How does RPO help in reducing the cost per hire, effort per hire and the overall candidate-job fit? Can you talk about the MindTree experience?
Since the RPO vendor takes responsibility for the entire recruitment team and its activities, the recruitment team’s direct (salary) costs are first transferred to them. Apart from this, there are at least six different cost items such as sign-on bonus, employee referral payouts, walk-in events, travel and logistics costs, etc, that are transferred to the RPO vendor.
Besides the cost-transfers, the RPO team structure ensures optimal usage of resources and there are incentives to increase productivity and minimise effort-loss. Since the RPO is accountable for the entire process, there is an incentive to continually innovate and realise process improvements rather than being content playing the paper-pushers.
The RPO vendor handles all hiring requisitions and passes them on to a preferred sourcing vendor. This ensures that there is a deep discount on the industry average of 8.33 per cent consultant payout on each joinee, ensuring that the cost per hire is significantly lower than before.
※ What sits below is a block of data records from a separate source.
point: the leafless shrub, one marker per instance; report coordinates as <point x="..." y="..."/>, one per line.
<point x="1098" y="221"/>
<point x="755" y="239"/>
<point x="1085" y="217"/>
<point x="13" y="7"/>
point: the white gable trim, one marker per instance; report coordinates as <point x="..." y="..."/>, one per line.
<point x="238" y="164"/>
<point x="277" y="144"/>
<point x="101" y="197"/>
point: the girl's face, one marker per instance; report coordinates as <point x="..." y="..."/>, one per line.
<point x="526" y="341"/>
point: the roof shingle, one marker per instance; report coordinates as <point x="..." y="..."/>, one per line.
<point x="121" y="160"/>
Candidate-job fit which is the ultimate deliverable is the most difficult to achieve as requisitions from our internal customers are not as clear and unambiguous as we want them to be.
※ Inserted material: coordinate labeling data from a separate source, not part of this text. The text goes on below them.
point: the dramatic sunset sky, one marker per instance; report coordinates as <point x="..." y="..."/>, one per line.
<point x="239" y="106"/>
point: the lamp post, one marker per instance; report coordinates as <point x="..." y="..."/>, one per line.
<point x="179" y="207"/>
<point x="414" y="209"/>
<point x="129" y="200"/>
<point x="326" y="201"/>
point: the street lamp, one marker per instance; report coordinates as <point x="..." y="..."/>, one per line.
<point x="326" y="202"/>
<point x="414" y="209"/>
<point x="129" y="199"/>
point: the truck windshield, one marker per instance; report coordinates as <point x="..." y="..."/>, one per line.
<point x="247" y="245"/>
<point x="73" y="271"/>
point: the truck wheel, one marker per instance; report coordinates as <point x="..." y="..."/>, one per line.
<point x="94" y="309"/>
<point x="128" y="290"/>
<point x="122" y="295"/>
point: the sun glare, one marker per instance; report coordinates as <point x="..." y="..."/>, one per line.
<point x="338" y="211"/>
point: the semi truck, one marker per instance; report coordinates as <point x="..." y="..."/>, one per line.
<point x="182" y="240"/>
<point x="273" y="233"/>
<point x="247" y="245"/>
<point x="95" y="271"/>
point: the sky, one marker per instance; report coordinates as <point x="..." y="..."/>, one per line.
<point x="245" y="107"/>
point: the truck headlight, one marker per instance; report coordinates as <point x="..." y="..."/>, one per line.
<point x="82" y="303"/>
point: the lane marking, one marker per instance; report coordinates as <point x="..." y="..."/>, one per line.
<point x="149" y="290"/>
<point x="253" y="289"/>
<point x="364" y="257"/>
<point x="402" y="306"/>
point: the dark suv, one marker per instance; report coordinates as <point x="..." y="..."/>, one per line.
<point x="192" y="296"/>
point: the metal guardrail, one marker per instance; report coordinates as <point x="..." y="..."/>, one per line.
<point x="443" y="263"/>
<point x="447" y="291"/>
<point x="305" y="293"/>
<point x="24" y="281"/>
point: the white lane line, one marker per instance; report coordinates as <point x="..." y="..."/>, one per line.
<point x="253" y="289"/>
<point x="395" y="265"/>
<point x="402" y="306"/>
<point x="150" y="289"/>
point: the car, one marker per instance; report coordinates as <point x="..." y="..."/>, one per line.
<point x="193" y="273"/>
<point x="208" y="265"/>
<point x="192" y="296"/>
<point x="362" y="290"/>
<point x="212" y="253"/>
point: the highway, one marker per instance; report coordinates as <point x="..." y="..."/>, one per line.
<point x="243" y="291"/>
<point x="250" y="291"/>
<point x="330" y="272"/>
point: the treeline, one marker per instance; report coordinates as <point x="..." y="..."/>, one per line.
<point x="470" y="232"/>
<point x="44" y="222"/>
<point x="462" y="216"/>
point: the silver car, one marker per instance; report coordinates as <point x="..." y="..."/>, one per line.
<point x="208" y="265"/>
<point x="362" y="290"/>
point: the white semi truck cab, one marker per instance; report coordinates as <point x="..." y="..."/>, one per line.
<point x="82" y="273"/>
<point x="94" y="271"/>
Does RPO help in bringing in a JIT (just-in-time) hiring system?
RPO definitely enables JIT hiring. Our average processing time from receiving a resume to rolling out an offer is 5.6 days. This period includes tasks such as screening, arranging the interview logistics, taking the candidate through three levels of interviews and rolling out the offer letter. So, technically, we have the candidate ready to join us in a week’s time. But the JIT does not work this way as the candidates have to serve their notice periods with their previous employers; this is usually 45-60 days.
What are the drawbacks/risks associated with the RPO model?
While there are many upsides to RPO, like everything else, it also has its share of risks. Some indicative risks are: If the RPO vendor is a wrong choice it translates into a serious single point of failure; the RPO vendor in theory should have high process awareness and maturity to enter the corporate as a change agent. As it stands, there is a lack of this key ability. Like in the IT offshoring business, many first-time outsourcing organisations think that they don’t need to stay engaged once the process is outsourced. The client must watch for complacency, especially when the RPO vendor gets into the annuity business frame-of-mind. Then, getting profiles of passive job-seekers is an issue. Besides, there’s the issue of inadequate training: Since the team is predominantly on-site, RPO vendors might not invest in their team’s training.
Please tell us how bringing in an effective RPO system helped you get the recognition at RASBIC?
Out of the seven categories that are part of the RASBIC awards, MindTree won awards in five categories. These were in the areas of innovation in recruitment and staffing, technology adoption, paradigm shift in thinking, strategy and vision. Apart from this, we also got the overall best recruitment and staffing organisation of the year award.
RPO is a like an organ transplant. If it is not planned and executed properly, it has the potential to push back talent acquisition capability in the client organisation. To ensure that the RPO succeeds, we had to implement more than a dozen processes and quickly bring them to maturity.
Today, more than 95 per cent of all talent acquisition activities at MindTree are automated — this includes getting all our stakeholders onto a common platform where they can access on-demand, real-time information. We had highlighted all these in our award entry and I guess the industry saw that we had done something out-of-the-ordinary and felt that we ought to be recognised.